The topic of this workshop is Bivariate regression - a very simple mathematical model, a line. We will go from the basics of bivariate regression in R to model inference and assumption checking. In the first hour we cover the basic with made up data and in the second hour we progress to the real life data.
This file is an R Markdown Notebook. When you execute code within the notebook, the results appear beneath the code. By using this format you can be introduced to the code with annotations and run sets of the code yourself. All of the code can run by pressing the play button above each cell, or clicking on options under the run button. You can also copy and paste the code into another file or the console.
We need some data. We will use fictional data.
Let us imagine we are interested on the influence of drinks consumed in our local drinking establishment. In particular, how does the amount of substances in drinks influence arcade game performance? We choose to do 3 studies looking at the influence of different amounts of 3 substances: artificial sweetner, alcohol and caffeine.
Our methodology for each substance is to:
Let us clear our R enviroment
rm(list=ls())
and create a data frame for each of our data sets. Each data frame is given fake data for model fitting purposes.
df.sweetner <- data.frame(sweetner = seq(10,100,10), score = c(50, 45, 55, 58, 55, 51, 59, 60, 50, 55))
df.alcohol <- data.frame(alcohol = seq(10,100,10), score = c(50, 48, 50, 35, 28, 30, 20, 21, 20, 2))
df.caffeine <- data.frame(caffeine = seq(10,100,10), score = c(42, 55, 60, 70, 68, 75, 78, 60, 50, 30))
We have a predictor (the substance amount) and an outcome (arcade game score) in each data set. These data appear perfect to fit a bivariate regression - a straight line model with one predictor and one outcome.
James will show you how to do this with the alcohol data set. Your task at the end of the demonstration is to try and fit a model to either the sweetner or caffeine data sets.

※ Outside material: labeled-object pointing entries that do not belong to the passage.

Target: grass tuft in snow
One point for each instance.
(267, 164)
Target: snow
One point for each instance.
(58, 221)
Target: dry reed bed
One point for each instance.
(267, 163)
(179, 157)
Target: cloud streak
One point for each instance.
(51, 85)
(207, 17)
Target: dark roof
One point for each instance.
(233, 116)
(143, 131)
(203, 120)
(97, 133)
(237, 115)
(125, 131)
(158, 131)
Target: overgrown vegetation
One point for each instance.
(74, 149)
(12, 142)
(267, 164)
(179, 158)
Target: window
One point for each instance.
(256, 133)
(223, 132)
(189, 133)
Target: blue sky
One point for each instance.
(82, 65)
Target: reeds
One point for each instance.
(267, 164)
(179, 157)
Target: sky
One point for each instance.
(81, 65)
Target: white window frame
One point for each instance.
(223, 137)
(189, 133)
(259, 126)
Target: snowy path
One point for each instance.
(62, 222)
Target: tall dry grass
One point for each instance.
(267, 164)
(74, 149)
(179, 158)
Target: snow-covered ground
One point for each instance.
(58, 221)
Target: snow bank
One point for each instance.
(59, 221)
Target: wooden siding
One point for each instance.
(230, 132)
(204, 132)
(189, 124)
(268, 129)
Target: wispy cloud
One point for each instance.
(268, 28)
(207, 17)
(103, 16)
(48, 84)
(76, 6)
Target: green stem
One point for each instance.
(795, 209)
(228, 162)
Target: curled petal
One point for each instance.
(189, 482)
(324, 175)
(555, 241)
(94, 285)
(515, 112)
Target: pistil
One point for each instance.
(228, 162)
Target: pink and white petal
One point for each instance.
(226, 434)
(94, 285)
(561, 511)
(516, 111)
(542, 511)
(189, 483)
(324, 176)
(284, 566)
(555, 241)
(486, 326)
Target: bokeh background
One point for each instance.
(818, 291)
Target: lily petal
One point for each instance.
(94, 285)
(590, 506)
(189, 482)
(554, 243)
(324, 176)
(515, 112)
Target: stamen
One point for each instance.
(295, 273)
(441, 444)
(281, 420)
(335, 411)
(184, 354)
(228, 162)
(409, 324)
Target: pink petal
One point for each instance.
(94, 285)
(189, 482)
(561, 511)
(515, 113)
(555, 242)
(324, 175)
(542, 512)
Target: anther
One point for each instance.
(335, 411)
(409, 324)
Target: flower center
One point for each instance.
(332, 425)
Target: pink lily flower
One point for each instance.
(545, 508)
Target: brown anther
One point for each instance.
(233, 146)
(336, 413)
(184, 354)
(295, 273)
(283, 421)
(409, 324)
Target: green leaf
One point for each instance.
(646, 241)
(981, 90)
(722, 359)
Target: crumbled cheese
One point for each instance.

What does our data set look like? One way to see this is to print out the values.
df.alcohol
What do you notice about the impact of alcohol on score? Is there a relationship between the predictor and the outcome?
Perhaps a plot will make this clearer?
plot(df.alcohol)
We can describe the relationship between alcohol and score with a straight line! Technically this line is a linear model. The equation for this line is:
\[ score_i = \alpha + \beta \cdot alcohol_i + \epsilon \]
This equation may look daunting but stick with it. The equation is to predict the value of score using an intercept (alpha), some random error (epsilon) and the corresponding value of alcohol multiplied by a value we call beta. It is up to R to find the straight line which gets as close to all the points as possible.
We use a function called lm (linear model) to find the line which goes through the data.
m1 <- lm(formula = score~alcohol, data = df.alcohol)
An easy way to see this model is on a plot.
plot(df.alcohol$alcohol, df.alcohol$score)
abline(m1)
R did a good job! The line goes through most of the data.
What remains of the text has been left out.